While all of the variables make the planning and installation of PET/MR a challenge, it is attainable with the right personnel involved in the decision-making process. HFM

Scott DiDonato is an associate in the applied solutions group at ECRI Institute, Plymouth Meeting, Pa. He can be reached at

Sidebar - Safety issues when installing PET/MR
Any time imaging modalities are involved, patient safety is an issue. Add to this the fact that positron emission tomography/magnetic resonance (PET/MR) imaging has radiopharmaceutical and magnetic field hazards, and this technology now moves to the forefront of safety officers' minds. It is imperative that clinicians put policies in place to prevent safety problems. It is also necessary that clinicians stress the importance of safety both to the technicians and the patients.

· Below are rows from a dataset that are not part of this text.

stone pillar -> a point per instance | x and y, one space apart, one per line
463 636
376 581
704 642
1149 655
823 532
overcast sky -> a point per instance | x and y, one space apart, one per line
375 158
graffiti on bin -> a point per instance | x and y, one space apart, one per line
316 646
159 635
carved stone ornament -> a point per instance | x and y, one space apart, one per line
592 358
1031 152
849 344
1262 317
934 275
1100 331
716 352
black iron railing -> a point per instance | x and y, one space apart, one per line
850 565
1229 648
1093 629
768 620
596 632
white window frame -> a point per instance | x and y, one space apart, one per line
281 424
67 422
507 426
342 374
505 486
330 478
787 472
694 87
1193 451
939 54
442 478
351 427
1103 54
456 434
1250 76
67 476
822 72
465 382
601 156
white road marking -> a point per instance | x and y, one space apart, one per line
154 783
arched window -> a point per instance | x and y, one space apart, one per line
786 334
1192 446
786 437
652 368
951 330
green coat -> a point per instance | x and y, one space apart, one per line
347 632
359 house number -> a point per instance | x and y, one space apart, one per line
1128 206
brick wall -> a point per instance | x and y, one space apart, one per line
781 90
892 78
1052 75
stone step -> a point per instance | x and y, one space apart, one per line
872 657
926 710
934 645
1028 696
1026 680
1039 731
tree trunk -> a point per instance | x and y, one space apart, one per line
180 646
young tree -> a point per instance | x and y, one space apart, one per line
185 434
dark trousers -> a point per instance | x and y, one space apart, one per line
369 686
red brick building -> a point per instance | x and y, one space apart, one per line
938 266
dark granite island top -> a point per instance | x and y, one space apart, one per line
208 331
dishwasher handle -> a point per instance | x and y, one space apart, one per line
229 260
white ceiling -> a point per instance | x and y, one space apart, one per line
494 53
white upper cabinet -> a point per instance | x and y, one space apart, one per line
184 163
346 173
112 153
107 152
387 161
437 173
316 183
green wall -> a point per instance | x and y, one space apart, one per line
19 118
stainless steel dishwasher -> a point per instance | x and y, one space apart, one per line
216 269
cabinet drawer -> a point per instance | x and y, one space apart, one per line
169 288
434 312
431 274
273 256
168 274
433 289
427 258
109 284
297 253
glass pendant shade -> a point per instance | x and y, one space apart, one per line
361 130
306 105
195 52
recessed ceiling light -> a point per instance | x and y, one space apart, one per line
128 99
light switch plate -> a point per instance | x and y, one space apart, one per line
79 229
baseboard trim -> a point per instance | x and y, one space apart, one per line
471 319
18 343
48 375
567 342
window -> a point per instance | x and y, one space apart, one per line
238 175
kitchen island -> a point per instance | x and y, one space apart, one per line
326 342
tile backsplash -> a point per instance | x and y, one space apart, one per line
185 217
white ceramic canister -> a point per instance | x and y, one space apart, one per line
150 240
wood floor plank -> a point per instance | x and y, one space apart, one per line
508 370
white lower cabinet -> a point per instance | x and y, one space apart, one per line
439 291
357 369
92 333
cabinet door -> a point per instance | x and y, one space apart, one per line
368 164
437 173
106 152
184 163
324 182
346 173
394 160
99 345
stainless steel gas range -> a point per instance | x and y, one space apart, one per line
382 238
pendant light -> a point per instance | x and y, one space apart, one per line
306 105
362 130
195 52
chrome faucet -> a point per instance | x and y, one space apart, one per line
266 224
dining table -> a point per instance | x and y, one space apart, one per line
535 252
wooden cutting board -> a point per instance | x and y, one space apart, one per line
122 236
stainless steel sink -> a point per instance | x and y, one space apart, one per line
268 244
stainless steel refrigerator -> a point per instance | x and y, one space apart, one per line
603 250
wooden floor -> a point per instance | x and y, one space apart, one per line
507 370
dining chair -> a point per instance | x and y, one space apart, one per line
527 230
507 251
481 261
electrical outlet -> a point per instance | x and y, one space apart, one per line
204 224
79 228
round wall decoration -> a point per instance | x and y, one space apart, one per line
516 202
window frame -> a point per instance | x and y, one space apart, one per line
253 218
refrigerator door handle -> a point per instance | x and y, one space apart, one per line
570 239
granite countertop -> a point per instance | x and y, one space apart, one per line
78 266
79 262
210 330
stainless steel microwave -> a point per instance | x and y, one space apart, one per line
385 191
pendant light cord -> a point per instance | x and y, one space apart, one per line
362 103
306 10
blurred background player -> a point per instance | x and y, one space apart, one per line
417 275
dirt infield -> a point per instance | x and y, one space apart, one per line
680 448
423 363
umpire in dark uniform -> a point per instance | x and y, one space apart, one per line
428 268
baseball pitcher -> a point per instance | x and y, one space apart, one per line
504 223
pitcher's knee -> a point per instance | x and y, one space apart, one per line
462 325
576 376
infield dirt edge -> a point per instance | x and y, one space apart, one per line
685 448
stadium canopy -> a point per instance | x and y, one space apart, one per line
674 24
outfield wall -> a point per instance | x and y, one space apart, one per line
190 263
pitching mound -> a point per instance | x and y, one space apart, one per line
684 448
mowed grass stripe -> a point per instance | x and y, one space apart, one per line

When performing a PET scan, the patient receives a radiopharmaceutical that requires an hour to be absorbed fully by the body. This requires patients to sit and wait before they are scanned. During this lengthy wait time, patients and their belongings will stay in the suite's uptake rooms. It is imperative that once this hour is complete, a patient's belongings remain in the uptake rooms until the scan is finished. If not, objects and personal belongings have the potential to become hazards to patients. It is recommended that a facility invest in ferromagnetic detectors — wall hung and handheld — and put a policy in place to screen all patients prior to scanning.

Safety precautions also need to take place when dealing with additional equipment in the scan room. Nuclear medicine clinicians and technicians do not need to worry about the equipment present during PET/computed tomography scanning. However, by adding MR to PET, everything in the room must now be MR-compatible.

This includes the vital signs monitor, contrast injector and anything else that may be magnetic. It is important to consult with MR safety personnel to ensure that all equipment is MR-safe and will not harm the patient. In general, PET/MR is a new technology likely to be placed in a nuclear medicine department of a hospital. It is important to review the safety procedures and have policies in place to ensure a patient's safety when being scanned by this powerful technology.